Concerns grow for Mandela as condition becomes critical
Nelson Mandela's health has deteriorated and he is now in critical condition, the South African government said yesterday.
The office of President Jacob Zuma said in a statement that he had visited the 94-year-old anti-apartheid leader at a hospital last night and was informed by the medical team that Mr Mandela's condition had become critical in the past 24 hours.
"The doctors are doing everything possible to get his condition to improve and are ensuring that Madiba is well-looked after and is comfortable. He is in good hands," Mr Zuma said in the statement, using Mandela's clan name.
Mr Zuma also met Graca Machel, Mr Mandela's wife, at the hospital in Pretoria and discussed the former leader's condition, according to the statement.
Mr Mandela, who became South Africa's first black president after the end of apartheid in 1994, was hospitalised on June 8 for what the government said was a recurring lung infection.
Mr Zuma also discussed the government's acknowledgement that an ambulance carrying Mr Mandela to the hospital two weeks ago had engine trouble, requiring the former president to be transferred to another ambulance for his journey to the hospital.
"There were seven doctors in the convoy who were in full control of the situation throughout the period. He had expert medical care," Mr Zuma said.

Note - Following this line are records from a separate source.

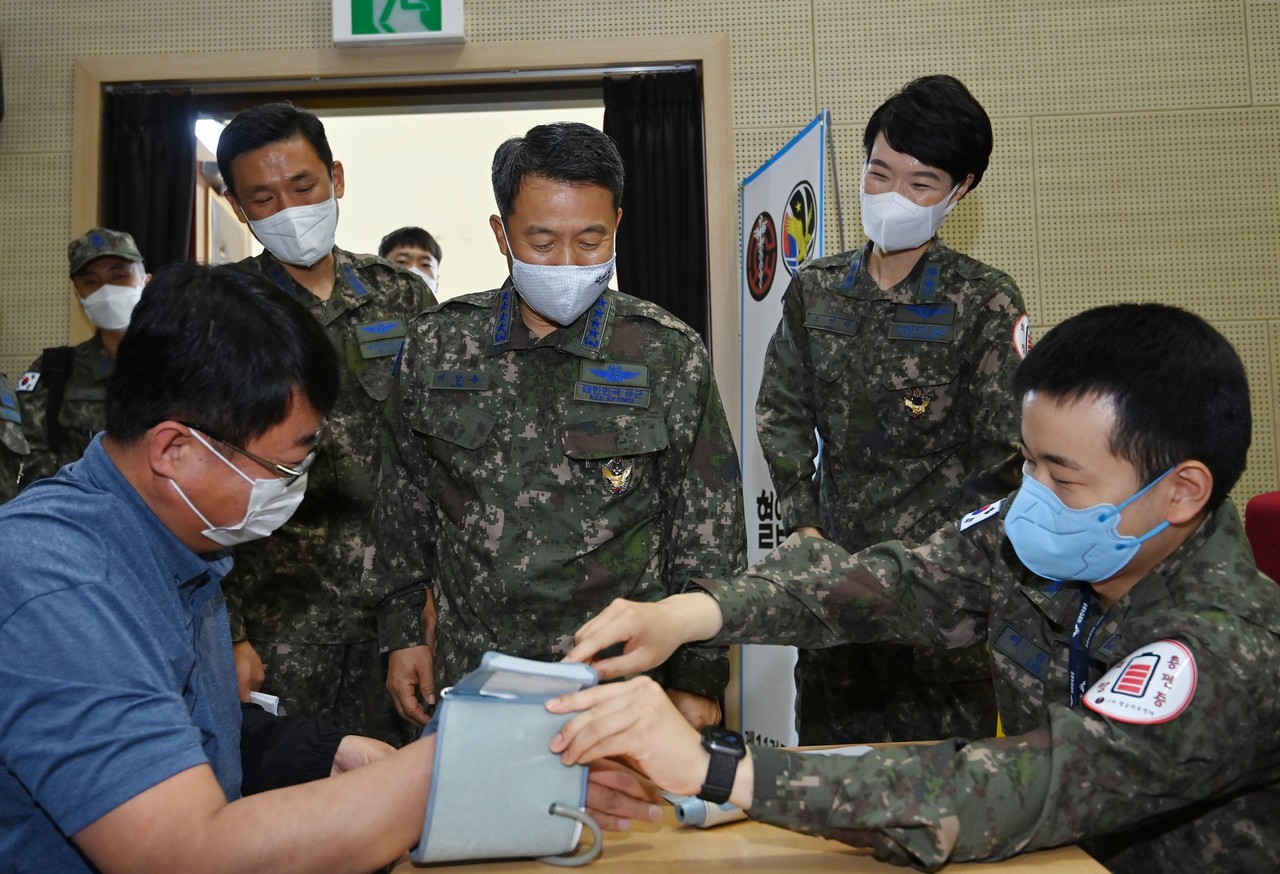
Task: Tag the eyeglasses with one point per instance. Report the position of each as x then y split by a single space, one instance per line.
288 474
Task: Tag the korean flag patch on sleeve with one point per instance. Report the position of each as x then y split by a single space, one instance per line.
979 515
1153 685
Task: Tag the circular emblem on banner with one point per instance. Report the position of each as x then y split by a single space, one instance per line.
762 256
1153 685
799 227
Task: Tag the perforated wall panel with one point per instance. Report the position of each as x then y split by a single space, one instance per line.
35 216
1171 206
1252 339
1264 18
1037 56
771 54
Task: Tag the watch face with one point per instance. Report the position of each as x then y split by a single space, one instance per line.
722 740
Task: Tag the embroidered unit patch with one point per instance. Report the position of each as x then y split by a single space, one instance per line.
1151 686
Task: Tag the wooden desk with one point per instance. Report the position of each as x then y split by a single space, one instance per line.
749 846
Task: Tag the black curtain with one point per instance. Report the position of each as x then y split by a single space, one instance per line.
657 122
149 172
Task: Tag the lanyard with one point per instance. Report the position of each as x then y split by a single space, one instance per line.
1079 663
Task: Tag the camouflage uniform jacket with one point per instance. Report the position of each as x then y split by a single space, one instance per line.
856 364
556 475
82 415
304 582
13 442
1191 791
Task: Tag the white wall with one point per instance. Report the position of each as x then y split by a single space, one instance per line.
432 169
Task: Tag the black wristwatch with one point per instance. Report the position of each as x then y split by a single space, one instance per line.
727 749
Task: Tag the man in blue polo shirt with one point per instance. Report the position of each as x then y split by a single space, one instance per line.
122 746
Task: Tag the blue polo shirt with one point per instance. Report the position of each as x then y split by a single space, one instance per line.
115 660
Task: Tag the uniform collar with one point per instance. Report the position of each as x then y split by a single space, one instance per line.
348 291
586 338
920 286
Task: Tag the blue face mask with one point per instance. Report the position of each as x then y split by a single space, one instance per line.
1059 543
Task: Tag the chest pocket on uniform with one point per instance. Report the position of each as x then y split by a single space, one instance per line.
617 454
443 417
371 353
919 398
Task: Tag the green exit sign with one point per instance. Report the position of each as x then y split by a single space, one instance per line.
389 22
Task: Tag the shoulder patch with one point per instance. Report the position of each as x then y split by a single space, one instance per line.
1153 685
979 515
1023 335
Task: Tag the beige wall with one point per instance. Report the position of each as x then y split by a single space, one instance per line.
1136 150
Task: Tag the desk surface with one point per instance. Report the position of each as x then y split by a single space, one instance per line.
746 846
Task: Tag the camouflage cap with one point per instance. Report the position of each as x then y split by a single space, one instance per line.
99 243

"The fully equipped military ICU ambulance had a full complement of specialist medical staff, including intensive care specialists and ICU nurses. The doctors also dismissed the media reports that Madiba suffered cardiac arrest. There is no truth at all in that report."
Mr Zuma appealed to South Africans and the rest of the world to pray for Mr Mandela, his family and the medical team that is attending to him.
On April 29, state television broadcast footage of a visit by Mr Zuma and other leaders of the African National Congress to Mr Mandela's home.
Mr Zuma said at the time that Mr Mandela was in good shape, but the footage – the first public images of Mr Mandela in nearly a year – showed him silent and unresponsive, even when Mr Zuma tried to hold his hand.
Mr Mandela was jailed for 27 years under white racist rule and was released in 1990. He then played a leading role in steering the divided country from the apartheid era to democracy, becoming South Africa's first black president in all-race elections in 1994.
As a result of his sacrifice and peacemaking efforts, he is seen by many around the world as a symbol of reconciliation.
Ndaba Mandela, one of Mr Mandela's grandsons, thanked the many people around the world who have sent messages of support. "For us, as family, as long as he can still hear and understand what is said to him, and talk to us, we'll continue to celebrate him," he said.